Mob Programming @ETFFM16

Today, I ran an experiment. I formed a mob of conference participants and let them program an MVP of the POS Kata in (8 * 3 =) 24 min. This high-speed mob programming turned out to be a lot of fun and quite an experience for the volunteers, the audience, and myself.

In the past month, I facilitated several mob-programming sessions with students, each lasting 2-3 hours. I learned that a mob forms in about 1 hour. Unfortunately, at the “Frankfurter Entwicklertag 2016”, I only got 45 minutes to introduce the concept, find volunteers, and let them practice. Considering that the conference is targeted at professional software developers, surely a random mob of them should achieve in about 30 minutes what students mobs manage in 60, right?

I took roughly 10 minutes to introduce the idea of mob programming and the setup of the experiment (see my slides). Then I asked for five volunteers. Four stepped forward quickly, a fifth –somebody with little coding experience– joined hesitantly a little later.

With the mob assembled, I took a few more minutes to explain the task: Write a program that allows selling of individual times. Given a barcode, it shows the price associated with the respective product on a display. The barcode is represented as a string of digits terminated by a newline. It is passed to the program from somewhere, e.g., a barcode scanner, as an event. The output is send to a display that shows a single line of text at a time.

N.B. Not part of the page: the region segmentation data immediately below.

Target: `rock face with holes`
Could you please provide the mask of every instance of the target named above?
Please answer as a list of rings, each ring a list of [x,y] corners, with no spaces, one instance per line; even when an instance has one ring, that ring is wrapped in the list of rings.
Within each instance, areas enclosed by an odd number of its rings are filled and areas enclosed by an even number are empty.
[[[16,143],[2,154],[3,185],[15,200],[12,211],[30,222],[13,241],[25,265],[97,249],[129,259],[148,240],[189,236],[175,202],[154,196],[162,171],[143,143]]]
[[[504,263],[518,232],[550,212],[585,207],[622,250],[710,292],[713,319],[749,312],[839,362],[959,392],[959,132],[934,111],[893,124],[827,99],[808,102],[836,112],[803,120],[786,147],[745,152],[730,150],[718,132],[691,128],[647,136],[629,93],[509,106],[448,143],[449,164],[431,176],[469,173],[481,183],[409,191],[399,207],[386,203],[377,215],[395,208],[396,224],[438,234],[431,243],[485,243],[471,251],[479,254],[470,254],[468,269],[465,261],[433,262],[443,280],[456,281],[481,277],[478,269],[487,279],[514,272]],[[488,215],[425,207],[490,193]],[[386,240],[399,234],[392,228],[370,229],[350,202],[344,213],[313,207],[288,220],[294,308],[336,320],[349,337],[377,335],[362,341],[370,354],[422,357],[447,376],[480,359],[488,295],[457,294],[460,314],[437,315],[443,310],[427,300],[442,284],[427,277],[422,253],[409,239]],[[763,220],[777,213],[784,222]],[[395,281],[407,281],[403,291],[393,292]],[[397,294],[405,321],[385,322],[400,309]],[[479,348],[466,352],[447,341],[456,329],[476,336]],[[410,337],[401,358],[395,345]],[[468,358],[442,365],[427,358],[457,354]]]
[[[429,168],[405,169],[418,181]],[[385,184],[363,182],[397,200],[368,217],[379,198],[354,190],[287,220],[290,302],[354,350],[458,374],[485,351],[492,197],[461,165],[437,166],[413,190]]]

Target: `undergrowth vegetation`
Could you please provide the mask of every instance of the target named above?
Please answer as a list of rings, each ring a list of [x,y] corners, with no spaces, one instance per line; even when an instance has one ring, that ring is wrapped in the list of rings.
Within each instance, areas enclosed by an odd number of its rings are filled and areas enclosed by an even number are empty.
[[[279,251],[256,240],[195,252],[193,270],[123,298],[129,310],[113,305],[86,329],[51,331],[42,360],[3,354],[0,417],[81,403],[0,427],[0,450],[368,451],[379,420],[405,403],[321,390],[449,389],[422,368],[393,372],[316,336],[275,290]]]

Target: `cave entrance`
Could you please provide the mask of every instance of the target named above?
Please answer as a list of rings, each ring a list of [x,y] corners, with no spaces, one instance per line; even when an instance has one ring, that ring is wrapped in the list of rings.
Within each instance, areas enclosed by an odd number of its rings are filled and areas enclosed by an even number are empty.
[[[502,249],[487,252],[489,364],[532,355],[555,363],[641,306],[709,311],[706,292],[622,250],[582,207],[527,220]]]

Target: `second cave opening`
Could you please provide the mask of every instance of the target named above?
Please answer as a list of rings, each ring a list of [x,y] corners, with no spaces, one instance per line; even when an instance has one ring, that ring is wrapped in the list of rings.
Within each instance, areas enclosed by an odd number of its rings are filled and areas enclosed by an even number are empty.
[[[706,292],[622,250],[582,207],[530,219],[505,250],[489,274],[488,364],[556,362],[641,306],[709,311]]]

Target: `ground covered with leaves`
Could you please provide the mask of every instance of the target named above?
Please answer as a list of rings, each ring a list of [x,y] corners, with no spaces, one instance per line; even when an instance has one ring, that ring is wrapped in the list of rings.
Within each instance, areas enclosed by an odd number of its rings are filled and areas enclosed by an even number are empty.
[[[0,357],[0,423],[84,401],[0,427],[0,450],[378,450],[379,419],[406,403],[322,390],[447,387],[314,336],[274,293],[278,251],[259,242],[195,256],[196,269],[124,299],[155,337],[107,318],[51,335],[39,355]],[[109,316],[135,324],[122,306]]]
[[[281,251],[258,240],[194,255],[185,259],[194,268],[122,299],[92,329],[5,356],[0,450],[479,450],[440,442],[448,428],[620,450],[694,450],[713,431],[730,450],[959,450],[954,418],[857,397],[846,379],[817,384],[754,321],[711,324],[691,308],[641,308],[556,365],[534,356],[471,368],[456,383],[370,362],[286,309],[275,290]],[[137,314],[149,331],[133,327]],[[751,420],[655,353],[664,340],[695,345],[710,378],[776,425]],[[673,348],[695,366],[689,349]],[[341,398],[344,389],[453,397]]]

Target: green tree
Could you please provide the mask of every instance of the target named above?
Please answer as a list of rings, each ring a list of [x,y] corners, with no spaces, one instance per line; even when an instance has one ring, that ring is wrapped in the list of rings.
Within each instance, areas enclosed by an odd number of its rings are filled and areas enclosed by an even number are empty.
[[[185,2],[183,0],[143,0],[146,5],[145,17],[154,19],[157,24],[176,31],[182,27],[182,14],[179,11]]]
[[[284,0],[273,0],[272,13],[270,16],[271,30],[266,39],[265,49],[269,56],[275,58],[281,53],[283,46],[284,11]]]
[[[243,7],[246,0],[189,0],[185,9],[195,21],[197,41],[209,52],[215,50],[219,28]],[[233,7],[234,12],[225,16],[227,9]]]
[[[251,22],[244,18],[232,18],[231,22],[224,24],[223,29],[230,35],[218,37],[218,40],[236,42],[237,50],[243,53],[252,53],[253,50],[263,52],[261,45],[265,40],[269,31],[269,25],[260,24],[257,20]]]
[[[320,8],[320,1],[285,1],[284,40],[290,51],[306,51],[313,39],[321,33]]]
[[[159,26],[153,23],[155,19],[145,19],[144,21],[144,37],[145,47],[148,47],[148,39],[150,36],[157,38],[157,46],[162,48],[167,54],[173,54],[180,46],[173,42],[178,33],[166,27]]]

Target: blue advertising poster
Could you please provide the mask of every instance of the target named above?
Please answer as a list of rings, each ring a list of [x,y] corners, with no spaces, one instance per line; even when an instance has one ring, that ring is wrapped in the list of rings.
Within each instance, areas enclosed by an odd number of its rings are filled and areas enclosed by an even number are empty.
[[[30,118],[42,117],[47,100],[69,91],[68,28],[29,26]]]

The mob rotated in 3-minute intervals, the navigator becoming the driver, the driver moving to the mob, and a new navigator emerging from the same. Initially, there was some confusion about what to do and where to go, but from second one the mob was having fun. After the first rotations, the process smoothed out considerably and they converged towards an agreeable solution. Unfortunately, we ran out of time already after 8 intervals (24 minutes). I’m happy with how the session went, but I would probably not do another with less than 90 minutes for programming.

In a quick retrospective, the members of the mob confirmed that it was a fun experience. They were not satisfied with their code, but happy that they managed to work in the same general direction. One noted that there was not too much discussion within the mob, but a several times someone other than the navigator (and once even someone from the audience) provided the right idea or piece of knowledge to advance. Three volunteers said later that they want to give mob programming a try in their real work environment, soon.

Overall, the experiment was a success. You should definitely run one yourself sometime!